The numbers coming from the money press about how well Americans are prepared for retirement are all over the boards.
Depending on who you read and who they are writing for and, in many cases, their politics, the predictions range from Armageddon to not too bad.
A recent Barron’s article stated that people without access to employer-sponsored retirement plans are the worst prepared of all.
According to the EBRI (Employee Benefit Research Institute), 73% of those without a plan have less than $1,000 in savings and investments.
Other reports I have seen have stated these numbers are way too negative. It really isn’t that bad.
The EBRI also says about 86% of Americans in the top 25% of pre-retirement income will have enough money to cover 80% of average daily expenses in retirement.

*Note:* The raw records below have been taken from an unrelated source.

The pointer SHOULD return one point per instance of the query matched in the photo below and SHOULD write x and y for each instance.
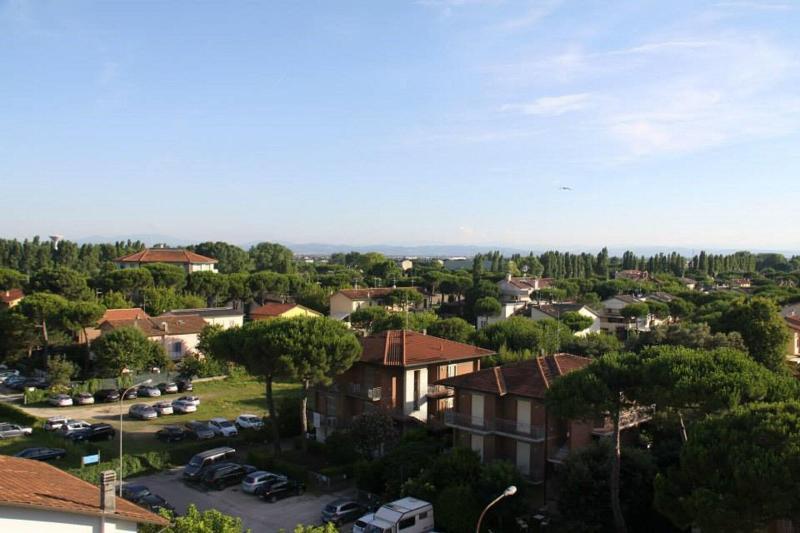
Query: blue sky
(438, 121)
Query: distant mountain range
(426, 250)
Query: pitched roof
(154, 326)
(11, 295)
(529, 378)
(374, 292)
(165, 255)
(38, 485)
(409, 348)
(124, 314)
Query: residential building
(177, 334)
(396, 374)
(36, 497)
(11, 297)
(345, 301)
(275, 310)
(793, 352)
(521, 289)
(633, 275)
(555, 311)
(112, 315)
(190, 261)
(227, 317)
(500, 413)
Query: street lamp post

Another group puts it at 40% of the top earners, but both sets of numbers assume 80% of expenses, not 100%. No mention of where the other 20% is to come from or the other 14% of the top quartile earners.
But despite huge disparities in the research, there are two things just about everyone does agree on.
First…
If you have to have a financial setback in retirement, it is best to have it later in life. A setback can include an unexpected expense, a big drop in the market or anything that costs a lot of cash.
At first that sounds a little stupid, I know. How do you arrange for the market to drop or for a big expense later in life rather than earlier?
The answer is quite good.
Have at least one to two years of expenses available in cash so you don’t have to sell investments at a loss during a crisis or a down period.
According to the research, it is almost impossible to recover completely from a big, early loss in retirement. So, not having to liquidate at losses can make the difference.
Second, and this is one that has never made sense to me, you can withdraw more than 4% a year… most money writers are recommending. I have always thought 4% was too low!
T. Rowe Price says if you adjust your withdrawals for the broad market valuation, you can take out as much as 6.8%. The number I used to quote to my clients was 7%.
In other words, if stocks are cheap, around a 10 P/E (price-to-earnings) for the S&P, you can take out more. But when they get pricey, you have to be more conservative. But 4% is ridiculous.
But no matter who you read or what you choose to believe, the real keys to success are to save early and often and have enough cash on hand to protect yourself from losses early in retirement.
Cover those two bases and you don’t have to worry about who’s right. You will be.